I decided to use these old laptops as little informational displays mounted on the outside of our hackerspace. They idea being that they'd list upcoming events for the day.
This guide will show you how to set up remote X access for the OLPC and display a modern web browser in kiosk mode. You won't have to jailbreak the laptop nor update the operating system. You will need a USB ethernet adapter, or figure out how to set up the wifi on your own.
These instructions are based on OLPC XO-1 operating system build 802, meaning that it was one of the early XO-1 laptops that has never been updated. Newer versions may be different but they're all fedora based so you should be able to find the documentation without too much difficulty.

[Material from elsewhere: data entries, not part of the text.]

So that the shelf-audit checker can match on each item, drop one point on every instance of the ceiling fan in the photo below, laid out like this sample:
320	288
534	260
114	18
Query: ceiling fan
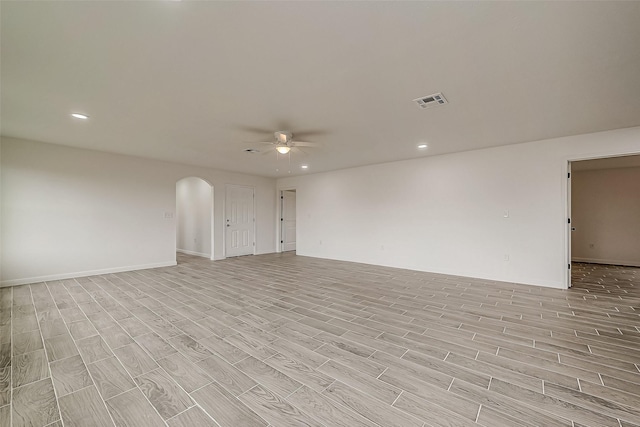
284	142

To get a root shell press ctrl-alt-f2 (f2 is the button at the top with the round symbol with three dots).
Install lxde and xterm:
yum install lxde-common xterm
Set a password for the olpc user:
passwd olpc
create /home/olpc/.xsession
xhost +192.168.1.1
exec ck-xinit-session startlxde
Change 192.168.1.1 to the IP of the server you want to allow remote X access for. This does not seem to work for hostnames, only IPs.
Change hostname in /etc/avahi-daemon.conf to e.g. olpc so you can access the laptop remotely using olpc.local
Disable network manager and enable normal network services:
chkconfig --level 2345 NetworkManager off
chkconfig --level 2345 network on
Plug in usb ethernet adapter which should come up as eth2.
Create file /etc/sysconfig/network-scripts/ifcfg-eth2
DEVICE=eth2
BOOTPROTO=dhcp
ONBOOT=yes
From the remote machine (space.local) run:
DISPLAY=olpc.local:0 chromium-browser --kiosk "https://omnicommons.org/calendar"
You should make this run on startup.
Now make a nice web-page that shows what you want to show and which has javascript to auto-reload every so often.